Il y a bien sûr des relations fortes entre la norme et la réglementation. Il arrive que la réglementation, ne voulant pas entrer dans trop de détail technique, fasse une référence explicite à une norme, qui de fait devient obligatoire. Mais c’est très rare. Parfois encore, la norme vient aider les fabricants industriels à mettre en œuvre les exigences de la réglementation. C’est le cas des réglementations dites « Nouvelle Approche » de la Commission européenne : le Règlement ou la Directive européenne fixe des exigences fondamentales et s’appuie sur les normes (élaborées dans le cadre du Comité Européen de Normalisation – CEN/CENELEC) pour mettre en œuvre les moyens de les respecter, produit par produit.

 

Le système de normalisation est méconnu. On y imagine un cercle fermé d’industriels faisant un intense lobbying pour défendre d’obscurs intérêts.
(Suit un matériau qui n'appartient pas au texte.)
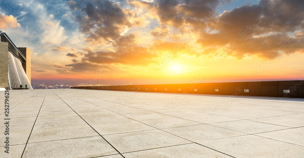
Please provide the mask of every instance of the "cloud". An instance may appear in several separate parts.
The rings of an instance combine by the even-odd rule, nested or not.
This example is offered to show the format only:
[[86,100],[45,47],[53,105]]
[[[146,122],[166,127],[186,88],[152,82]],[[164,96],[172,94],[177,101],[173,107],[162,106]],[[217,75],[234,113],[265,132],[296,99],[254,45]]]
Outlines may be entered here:
[[58,51],[60,50],[65,50],[66,48],[64,47],[61,47],[61,46],[58,46],[56,48],[52,47],[52,51]]
[[46,70],[33,70],[33,71],[35,72],[49,72],[49,71],[47,71]]
[[20,27],[20,24],[17,21],[17,18],[11,15],[6,15],[0,13],[0,28],[14,28]]
[[44,31],[40,36],[41,43],[60,44],[67,38],[64,28],[60,25],[60,21],[45,21],[43,23],[42,25],[46,27]]
[[77,73],[97,72],[100,71],[112,70],[108,65],[101,65],[86,62],[78,62],[65,65],[70,67],[68,72]]
[[129,16],[135,15],[126,14],[130,12],[122,9],[119,3],[110,1],[92,2],[82,4],[85,5],[83,7],[75,7],[79,5],[74,2],[67,3],[72,11],[80,7],[81,12],[85,13],[78,15],[76,20],[79,24],[79,31],[87,35],[87,40],[91,44],[115,40],[132,27]]
[[166,28],[166,26],[157,27],[151,31],[151,35],[155,37],[164,37],[169,35],[169,31],[171,30],[170,28]]
[[78,55],[76,53],[69,53],[67,54],[66,55],[72,58],[76,57],[78,56]]

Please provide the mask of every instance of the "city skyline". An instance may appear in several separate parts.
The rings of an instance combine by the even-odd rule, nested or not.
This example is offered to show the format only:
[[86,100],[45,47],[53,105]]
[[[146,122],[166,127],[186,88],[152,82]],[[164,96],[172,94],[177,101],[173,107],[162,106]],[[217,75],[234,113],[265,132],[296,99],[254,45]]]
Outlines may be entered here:
[[0,5],[1,30],[31,50],[32,83],[303,80],[302,1]]

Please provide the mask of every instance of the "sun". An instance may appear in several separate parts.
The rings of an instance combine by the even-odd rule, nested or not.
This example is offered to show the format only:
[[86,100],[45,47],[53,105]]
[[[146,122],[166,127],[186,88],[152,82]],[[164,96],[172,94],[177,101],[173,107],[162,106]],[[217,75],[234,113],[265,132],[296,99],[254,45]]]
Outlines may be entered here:
[[171,70],[174,71],[180,71],[181,68],[179,65],[173,65],[171,67]]

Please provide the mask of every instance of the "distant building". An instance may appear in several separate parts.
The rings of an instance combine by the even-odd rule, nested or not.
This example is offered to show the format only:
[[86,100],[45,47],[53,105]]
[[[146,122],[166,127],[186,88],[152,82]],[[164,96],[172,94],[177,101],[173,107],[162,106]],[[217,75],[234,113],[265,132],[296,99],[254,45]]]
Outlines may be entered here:
[[0,40],[0,89],[33,89],[31,50],[17,48],[2,31]]

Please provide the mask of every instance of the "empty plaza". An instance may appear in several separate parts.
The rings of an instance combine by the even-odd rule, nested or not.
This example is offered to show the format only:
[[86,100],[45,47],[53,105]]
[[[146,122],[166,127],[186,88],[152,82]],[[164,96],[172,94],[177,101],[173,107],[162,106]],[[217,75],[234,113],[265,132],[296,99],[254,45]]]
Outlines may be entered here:
[[[9,91],[1,157],[302,157],[304,99]],[[2,95],[4,95],[4,91]],[[9,153],[5,153],[9,118]]]

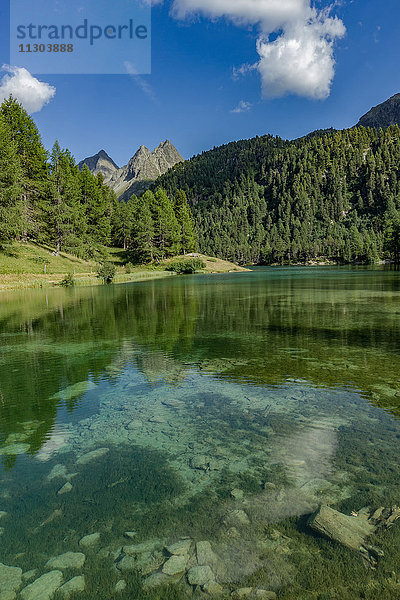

Pousser la porte d’une commission de normalisation de l’AFNOR ou d’un Bureau de Normalisation Sectoriel (l’Union de Normalisation de la Mécanique pour ne citer que le plus important), c’est au contraire découvrir tout autre chose : un espace de dialogue ouvert et transparent où des ingénieurs, des responsables commerciaux, des représentants d’associations, tous passionnés et représentant le plus souvent des intérêts divergents, viennent élaborer ensemble des solutions pratiques pour répondre aux besoins du marché, des consommateurs ou de grands enjeux sociétaux. Pour transformer de grands principes (de la sécurité des personnes à l’économie circulaire en passant par la qualité des produits), dans la vraie vie.